Security & Trust

• Production workloads are deployed in isolated AWS accounts using the AWS Well-Architected Framework;
• Infrastructure is defined as code (Terraform) and changes go through a change-management review process;
• Network segmentation is enforced through VPCs, private subnets, and security groups with default-deny rules;
• Internet-facing services are fronted by AWS WAF (Web Application Firewall) and AWS Shield for DDoS protection;
• Customer-selectable data residency is available for US (us-east-1, us-west-2) and EU (eu-west-1) regions; and
• Production environments are strictly separated from development and staging environments.

• Platform services are deployed across multiple AWS Availability Zones for fault tolerance;
• Automated health checks and auto-scaling ensure service continuity under load;
• Recovery Point Objective (RPO): 1 hour; Recovery Time Objective (RTO): 4 hours for Tier 1 services;
• Database backups: continuous point-in-time recovery with a 30-day retention window.

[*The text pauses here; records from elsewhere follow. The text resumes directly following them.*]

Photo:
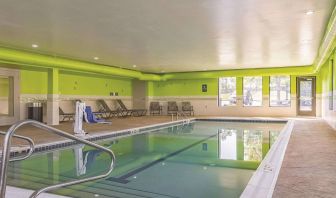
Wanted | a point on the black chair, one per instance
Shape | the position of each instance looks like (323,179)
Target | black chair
(172,108)
(187,108)
(155,108)
(64,116)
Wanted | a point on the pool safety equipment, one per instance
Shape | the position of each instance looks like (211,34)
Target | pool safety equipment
(80,114)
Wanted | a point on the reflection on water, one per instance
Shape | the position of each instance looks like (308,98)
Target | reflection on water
(250,144)
(222,155)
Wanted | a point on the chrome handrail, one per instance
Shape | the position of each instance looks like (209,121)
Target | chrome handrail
(6,152)
(179,113)
(31,145)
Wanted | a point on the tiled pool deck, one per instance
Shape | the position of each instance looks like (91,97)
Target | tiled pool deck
(309,166)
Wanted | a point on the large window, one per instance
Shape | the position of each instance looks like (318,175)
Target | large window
(252,87)
(280,91)
(227,91)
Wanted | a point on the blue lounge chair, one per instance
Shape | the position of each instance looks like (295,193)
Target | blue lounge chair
(91,117)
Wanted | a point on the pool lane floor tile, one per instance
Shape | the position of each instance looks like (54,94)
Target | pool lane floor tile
(40,136)
(309,166)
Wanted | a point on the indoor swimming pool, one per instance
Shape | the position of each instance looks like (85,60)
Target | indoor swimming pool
(198,159)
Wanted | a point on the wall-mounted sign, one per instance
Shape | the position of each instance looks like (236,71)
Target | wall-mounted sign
(204,88)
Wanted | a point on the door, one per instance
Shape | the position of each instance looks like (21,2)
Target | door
(139,94)
(306,96)
(9,96)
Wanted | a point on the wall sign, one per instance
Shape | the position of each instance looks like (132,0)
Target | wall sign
(204,88)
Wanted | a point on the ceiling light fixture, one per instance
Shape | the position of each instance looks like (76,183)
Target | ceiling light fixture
(310,12)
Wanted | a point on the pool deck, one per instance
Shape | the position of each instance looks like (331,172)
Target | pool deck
(308,169)
(309,166)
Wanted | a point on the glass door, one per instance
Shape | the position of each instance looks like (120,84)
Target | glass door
(6,96)
(306,96)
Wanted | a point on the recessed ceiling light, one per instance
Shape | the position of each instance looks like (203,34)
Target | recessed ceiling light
(310,12)
(306,41)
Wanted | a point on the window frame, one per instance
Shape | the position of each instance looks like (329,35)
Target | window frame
(219,88)
(290,90)
(262,100)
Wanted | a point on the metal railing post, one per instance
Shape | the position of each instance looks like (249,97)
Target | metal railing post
(6,155)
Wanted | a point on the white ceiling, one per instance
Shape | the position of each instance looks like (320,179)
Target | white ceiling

AWS data centres maintain comprehensive physical security controls including biometric access, 24/7 surveillance, and multi-zone perimeter security. For detailed AWS physical security controls, see the AWS Security whitepaper.

• All Customer Data stored in databases, object storage (S3), and backups is encrypted using AES-256;
• Encryption keys are managed via AWS Key Management Service (KMS);
• Key rotation is performed automatically on an annual basis (or on demand); and
• Backup data is encrypted with the same standards as production data.

• All data transmitted between clients and Lenera AI servers is encrypted using TLS 1.2 (minimum) or TLS 1.3 (preferred);
• HTTP Strict Transport Security (HSTS) is enforced with a max-age of one year;
• All API calls require HTTPS; plain HTTP requests are rejected or redirected; and
• Internal service-to-service communication within the platform is also encrypted in transit.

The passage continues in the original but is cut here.